While there are undoubtedly drawbacks to being outnumbered, there may be advantages. When Mattu interviewed for an undergraduate internship at a University of California, Los Angeles, clinic specializing in obsessive-compulsive disorder, the interviewer told him he was the first male applicant in more than two years. Because some of the patients had bathroom anxiety issues, the clinic needed male therapists. "I feel like being a male in that situation really helped me out," he says. "Maybe it made it easier to get that position."
There's another advantage to being a man in psychology: Even though more women are drawn to psychology, men continue to rule its upper echelons. Today, women hold 45 percent of the faculty positions in psychology graduate departments. While that number signifies strong gains — women occupied only 24 percent of faculty positions in 1983 — it's far from representative of the gender imbalance seen in graduate programs. Even fewer women have made it into tenured positions. In 2009, the split was 61 percent men versus 39 percent women.
This gap persists because academia is often less than family friendly, says Bufka. "Women are typically the ones who have to decide whether to take a break in their tenure clock to have children," she notes. In addition, universities reward people who can work more than full time, pick up last-minute tasks and devote time to leadership activities, Bufka says. In many cases, those people are men. "Women," she says, "may be inadvertently penalized."

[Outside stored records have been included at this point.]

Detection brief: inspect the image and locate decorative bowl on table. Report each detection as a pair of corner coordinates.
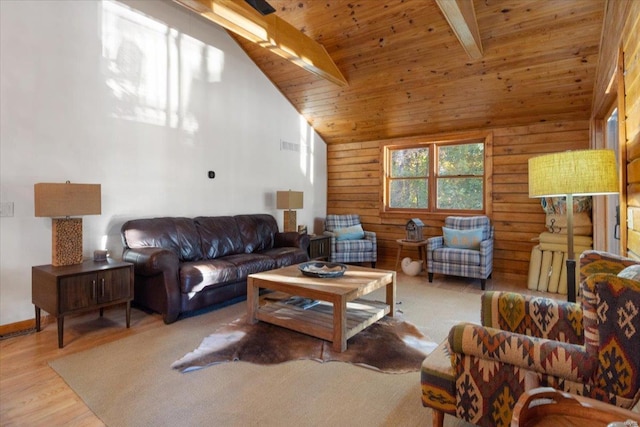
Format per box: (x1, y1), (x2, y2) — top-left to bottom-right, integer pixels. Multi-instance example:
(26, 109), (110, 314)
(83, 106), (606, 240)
(298, 261), (347, 279)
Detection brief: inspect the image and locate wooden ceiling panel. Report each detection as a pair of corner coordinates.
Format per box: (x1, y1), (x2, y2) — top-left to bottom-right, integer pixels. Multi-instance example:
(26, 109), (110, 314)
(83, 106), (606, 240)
(226, 0), (606, 144)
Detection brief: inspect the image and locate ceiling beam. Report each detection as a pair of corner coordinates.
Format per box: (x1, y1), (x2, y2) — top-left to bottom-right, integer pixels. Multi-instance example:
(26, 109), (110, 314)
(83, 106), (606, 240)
(436, 0), (482, 59)
(174, 0), (348, 86)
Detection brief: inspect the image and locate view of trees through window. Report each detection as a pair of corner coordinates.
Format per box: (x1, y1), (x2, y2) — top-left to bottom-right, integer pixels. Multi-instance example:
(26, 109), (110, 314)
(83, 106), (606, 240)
(385, 142), (485, 211)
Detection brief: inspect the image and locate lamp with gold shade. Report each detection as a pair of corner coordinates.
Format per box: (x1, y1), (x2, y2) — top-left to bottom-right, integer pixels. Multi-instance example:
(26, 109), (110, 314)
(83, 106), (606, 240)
(33, 181), (102, 267)
(276, 190), (303, 231)
(529, 150), (619, 302)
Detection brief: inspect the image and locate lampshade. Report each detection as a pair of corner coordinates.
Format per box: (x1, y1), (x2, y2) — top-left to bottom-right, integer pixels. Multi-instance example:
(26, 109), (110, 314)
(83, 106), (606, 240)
(33, 182), (101, 217)
(529, 150), (618, 302)
(529, 150), (619, 197)
(33, 181), (102, 267)
(276, 190), (303, 209)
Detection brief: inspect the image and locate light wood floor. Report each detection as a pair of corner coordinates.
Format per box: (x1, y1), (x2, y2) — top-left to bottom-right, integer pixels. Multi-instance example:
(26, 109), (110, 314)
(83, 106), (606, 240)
(0, 275), (560, 427)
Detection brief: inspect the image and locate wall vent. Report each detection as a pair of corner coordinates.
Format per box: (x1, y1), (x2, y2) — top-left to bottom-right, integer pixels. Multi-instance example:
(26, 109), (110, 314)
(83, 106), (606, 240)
(280, 139), (309, 153)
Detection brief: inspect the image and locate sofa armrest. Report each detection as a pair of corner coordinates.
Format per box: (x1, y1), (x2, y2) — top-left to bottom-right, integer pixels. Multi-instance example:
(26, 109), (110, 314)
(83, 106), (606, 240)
(274, 231), (310, 251)
(122, 247), (180, 324)
(580, 250), (640, 283)
(481, 291), (584, 345)
(449, 323), (598, 384)
(122, 247), (179, 276)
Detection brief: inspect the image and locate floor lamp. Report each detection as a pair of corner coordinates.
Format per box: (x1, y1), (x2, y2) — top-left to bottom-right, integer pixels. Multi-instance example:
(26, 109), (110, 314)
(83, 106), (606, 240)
(529, 150), (619, 302)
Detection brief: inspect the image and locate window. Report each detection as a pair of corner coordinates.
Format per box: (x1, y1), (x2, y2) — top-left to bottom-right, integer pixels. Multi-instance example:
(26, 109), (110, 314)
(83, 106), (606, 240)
(384, 138), (488, 213)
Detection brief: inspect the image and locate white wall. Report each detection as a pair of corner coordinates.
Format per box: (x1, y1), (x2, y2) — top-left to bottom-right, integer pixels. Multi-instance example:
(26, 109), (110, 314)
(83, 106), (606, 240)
(0, 0), (327, 325)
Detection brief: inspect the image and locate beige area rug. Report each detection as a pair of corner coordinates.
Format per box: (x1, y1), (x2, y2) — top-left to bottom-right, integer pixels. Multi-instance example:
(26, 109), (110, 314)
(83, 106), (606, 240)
(50, 274), (481, 427)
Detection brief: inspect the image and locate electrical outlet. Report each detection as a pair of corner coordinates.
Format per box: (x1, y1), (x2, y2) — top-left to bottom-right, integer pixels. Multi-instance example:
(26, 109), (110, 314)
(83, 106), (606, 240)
(0, 202), (13, 217)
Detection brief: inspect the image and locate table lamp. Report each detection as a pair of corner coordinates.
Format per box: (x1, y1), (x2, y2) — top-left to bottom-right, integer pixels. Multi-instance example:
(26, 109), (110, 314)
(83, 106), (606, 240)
(276, 190), (303, 231)
(529, 150), (619, 302)
(33, 181), (101, 267)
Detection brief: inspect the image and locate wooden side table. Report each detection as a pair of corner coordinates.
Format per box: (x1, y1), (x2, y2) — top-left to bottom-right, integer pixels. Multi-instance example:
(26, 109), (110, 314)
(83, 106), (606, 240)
(309, 234), (331, 260)
(395, 239), (427, 275)
(31, 259), (133, 348)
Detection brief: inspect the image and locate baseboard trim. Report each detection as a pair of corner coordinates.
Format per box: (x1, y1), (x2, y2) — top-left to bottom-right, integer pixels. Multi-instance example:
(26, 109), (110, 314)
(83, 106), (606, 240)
(0, 314), (50, 339)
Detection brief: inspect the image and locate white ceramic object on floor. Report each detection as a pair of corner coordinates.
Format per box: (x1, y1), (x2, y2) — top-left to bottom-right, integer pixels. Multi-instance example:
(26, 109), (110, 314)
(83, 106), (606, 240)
(401, 257), (422, 276)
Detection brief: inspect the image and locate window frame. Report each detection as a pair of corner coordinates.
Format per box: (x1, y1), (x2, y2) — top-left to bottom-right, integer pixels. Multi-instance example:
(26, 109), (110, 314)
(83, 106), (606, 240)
(380, 132), (493, 216)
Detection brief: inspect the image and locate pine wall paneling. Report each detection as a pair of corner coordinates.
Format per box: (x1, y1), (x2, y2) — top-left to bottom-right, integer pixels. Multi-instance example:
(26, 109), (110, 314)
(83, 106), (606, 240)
(621, 6), (640, 258)
(327, 120), (589, 288)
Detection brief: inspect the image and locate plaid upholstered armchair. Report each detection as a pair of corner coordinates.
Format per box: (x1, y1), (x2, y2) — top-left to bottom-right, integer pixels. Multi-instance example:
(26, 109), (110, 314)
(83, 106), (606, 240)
(421, 251), (640, 426)
(427, 216), (493, 290)
(324, 215), (378, 268)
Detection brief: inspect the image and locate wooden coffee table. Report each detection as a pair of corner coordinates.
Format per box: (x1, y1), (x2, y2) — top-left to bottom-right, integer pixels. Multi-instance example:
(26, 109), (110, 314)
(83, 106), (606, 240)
(247, 265), (396, 352)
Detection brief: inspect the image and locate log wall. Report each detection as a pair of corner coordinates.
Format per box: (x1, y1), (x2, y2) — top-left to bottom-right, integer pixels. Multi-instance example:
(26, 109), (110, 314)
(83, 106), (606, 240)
(619, 7), (640, 258)
(327, 120), (589, 288)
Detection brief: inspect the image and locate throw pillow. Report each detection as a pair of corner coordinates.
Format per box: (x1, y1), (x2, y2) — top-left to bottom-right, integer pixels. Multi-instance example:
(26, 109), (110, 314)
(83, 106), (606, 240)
(618, 264), (640, 281)
(333, 224), (364, 240)
(442, 227), (482, 249)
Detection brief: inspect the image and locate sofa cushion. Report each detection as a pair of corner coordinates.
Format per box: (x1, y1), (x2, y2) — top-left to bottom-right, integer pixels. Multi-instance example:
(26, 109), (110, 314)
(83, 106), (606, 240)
(122, 217), (204, 262)
(618, 264), (640, 281)
(259, 247), (309, 268)
(442, 227), (482, 250)
(179, 259), (238, 294)
(432, 248), (480, 265)
(333, 224), (364, 240)
(336, 240), (375, 253)
(234, 214), (278, 253)
(194, 216), (244, 259)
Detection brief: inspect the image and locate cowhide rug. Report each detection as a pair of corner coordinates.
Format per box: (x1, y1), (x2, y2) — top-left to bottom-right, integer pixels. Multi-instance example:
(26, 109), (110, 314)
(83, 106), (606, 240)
(171, 317), (437, 373)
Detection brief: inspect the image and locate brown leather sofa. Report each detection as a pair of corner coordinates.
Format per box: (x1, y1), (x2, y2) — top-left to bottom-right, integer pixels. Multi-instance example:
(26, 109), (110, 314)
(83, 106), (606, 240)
(121, 214), (309, 324)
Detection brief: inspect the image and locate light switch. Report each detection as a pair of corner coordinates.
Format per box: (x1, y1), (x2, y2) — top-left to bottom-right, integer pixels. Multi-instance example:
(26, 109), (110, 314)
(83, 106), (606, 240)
(0, 202), (13, 217)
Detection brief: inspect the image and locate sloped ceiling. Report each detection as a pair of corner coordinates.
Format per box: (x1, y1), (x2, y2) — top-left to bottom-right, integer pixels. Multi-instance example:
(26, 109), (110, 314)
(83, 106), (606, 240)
(232, 0), (606, 144)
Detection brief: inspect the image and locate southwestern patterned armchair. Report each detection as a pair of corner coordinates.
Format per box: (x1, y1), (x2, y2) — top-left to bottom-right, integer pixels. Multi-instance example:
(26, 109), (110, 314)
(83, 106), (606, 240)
(421, 251), (640, 426)
(427, 216), (493, 290)
(324, 214), (378, 268)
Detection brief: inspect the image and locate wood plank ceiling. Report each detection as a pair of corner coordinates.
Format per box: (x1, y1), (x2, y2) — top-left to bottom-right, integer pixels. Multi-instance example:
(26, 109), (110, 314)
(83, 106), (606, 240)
(232, 0), (606, 144)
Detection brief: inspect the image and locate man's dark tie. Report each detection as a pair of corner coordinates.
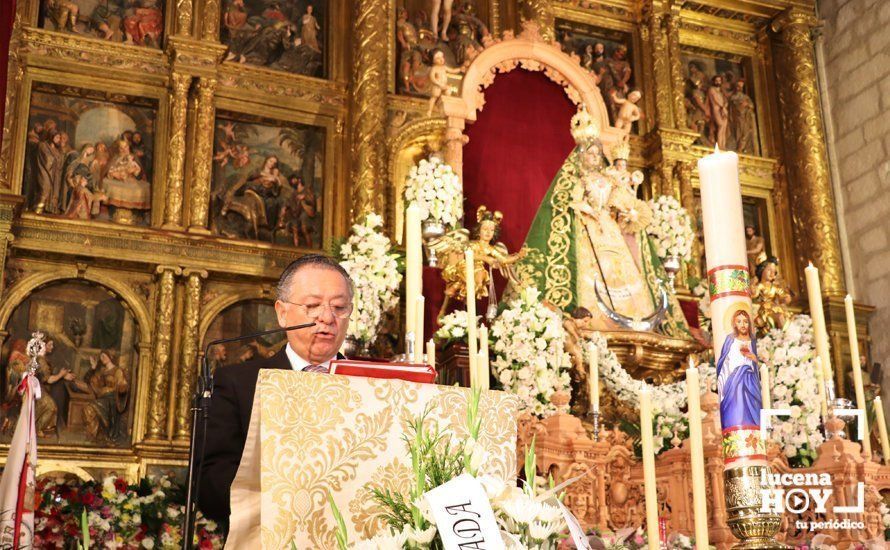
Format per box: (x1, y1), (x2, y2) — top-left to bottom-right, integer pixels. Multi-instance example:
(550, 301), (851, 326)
(303, 365), (328, 374)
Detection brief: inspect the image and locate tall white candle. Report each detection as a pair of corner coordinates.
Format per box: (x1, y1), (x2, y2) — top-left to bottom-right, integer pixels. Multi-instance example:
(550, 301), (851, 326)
(640, 384), (660, 550)
(760, 363), (773, 409)
(587, 342), (600, 413)
(873, 395), (890, 464)
(405, 203), (423, 354)
(813, 357), (828, 423)
(479, 324), (491, 390)
(804, 263), (834, 396)
(686, 368), (708, 550)
(426, 338), (436, 368)
(476, 349), (488, 390)
(844, 294), (871, 460)
(464, 248), (480, 388)
(698, 147), (754, 357)
(414, 295), (426, 364)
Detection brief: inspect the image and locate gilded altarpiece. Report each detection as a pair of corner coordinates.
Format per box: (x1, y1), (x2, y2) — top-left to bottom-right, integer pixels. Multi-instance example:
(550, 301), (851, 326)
(0, 0), (350, 484)
(0, 0), (865, 486)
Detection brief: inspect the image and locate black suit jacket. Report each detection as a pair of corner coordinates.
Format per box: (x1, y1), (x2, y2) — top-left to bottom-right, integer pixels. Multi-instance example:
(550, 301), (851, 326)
(198, 347), (342, 521)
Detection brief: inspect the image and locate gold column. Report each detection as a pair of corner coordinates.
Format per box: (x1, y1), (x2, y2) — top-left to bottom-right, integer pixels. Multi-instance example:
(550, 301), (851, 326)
(175, 269), (207, 441)
(0, 194), (23, 296)
(350, 0), (389, 219)
(0, 1), (28, 189)
(176, 0), (194, 37)
(189, 76), (216, 233)
(523, 0), (556, 41)
(201, 0), (220, 42)
(147, 265), (182, 440)
(163, 73), (192, 229)
(772, 9), (845, 296)
(665, 2), (686, 129)
(641, 0), (674, 128)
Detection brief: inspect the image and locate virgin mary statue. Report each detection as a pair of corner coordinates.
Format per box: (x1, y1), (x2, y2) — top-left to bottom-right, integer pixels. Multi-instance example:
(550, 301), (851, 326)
(517, 109), (690, 338)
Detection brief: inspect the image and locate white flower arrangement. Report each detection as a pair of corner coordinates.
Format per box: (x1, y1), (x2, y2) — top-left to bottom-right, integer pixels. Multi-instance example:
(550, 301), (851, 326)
(692, 279), (711, 338)
(490, 287), (571, 416)
(340, 391), (567, 550)
(646, 195), (695, 261)
(435, 309), (480, 343)
(585, 332), (717, 454)
(757, 315), (824, 467)
(339, 213), (402, 344)
(405, 156), (464, 227)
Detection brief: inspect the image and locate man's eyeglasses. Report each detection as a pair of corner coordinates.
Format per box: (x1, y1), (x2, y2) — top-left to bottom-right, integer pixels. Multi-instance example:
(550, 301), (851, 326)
(281, 300), (352, 320)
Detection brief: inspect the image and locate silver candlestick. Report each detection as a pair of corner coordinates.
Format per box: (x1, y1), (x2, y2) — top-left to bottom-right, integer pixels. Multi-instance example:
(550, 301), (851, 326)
(25, 330), (46, 376)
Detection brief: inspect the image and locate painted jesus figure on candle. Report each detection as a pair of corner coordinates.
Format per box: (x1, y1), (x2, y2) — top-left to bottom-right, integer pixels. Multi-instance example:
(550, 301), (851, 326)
(717, 309), (763, 429)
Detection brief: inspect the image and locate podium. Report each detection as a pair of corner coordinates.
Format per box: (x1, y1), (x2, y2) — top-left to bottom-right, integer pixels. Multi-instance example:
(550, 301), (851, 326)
(226, 370), (518, 550)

Jessica Kohout, director of APA's Center for Workforce Studies, points out that the gap can also be explained by structural changes that have taken place in academia. Universities are relying increasingly on contingent faculty, she says. As a result, available full-time tenured positions are scarcer and turnover is rare. "The data show that many of the existing tenured full-time positions were filled by men who still hold those positions," she says.
Despite their struggles, women have made inroads into psychology's leadership positions and are likely to continue to do so. APA's president, past-president and president-elect are all women, and women head three out of the association's four directorates. "Those are all positive signs that things are moving in the right direction," says Sheras.
Other experts agree that the field needs a diversity of viewpoints, but point out that it's not only the male perspective that is underrepresented in psychology. "We lack diversity in our work force in lots of ways," says Helen Coons, PhD, a clinical psychologist and professor at Drexel University College of Medicine in Philadelphia. Ethnic minorities make up more than a third of the U.S. population, but are just 19 percent of recent psychology doctorates and 13 percent of the psychology work force, according to data from 2007 and 2006. "This is larger than men," Coons says.
Ohio State's Douce sees one way to improve the field for everyone: expansion. "We need to expand career options and venues," she says. "We've got to be way broader than health care." Just as attorneys find employment in fields other than law, psychologists should be able to find employment outside of the traditional health fields and psychology departments. Having more career options might boost salaries for everyone and attract more men to the field, she says. Douce points out that many recent suicides have been among college-age men. Psychology needs men to help think up ways to reach men who won't ask for help — and to help the psychology field be the most robust profession it can be.
Cassandra Willyard is a writer in New York.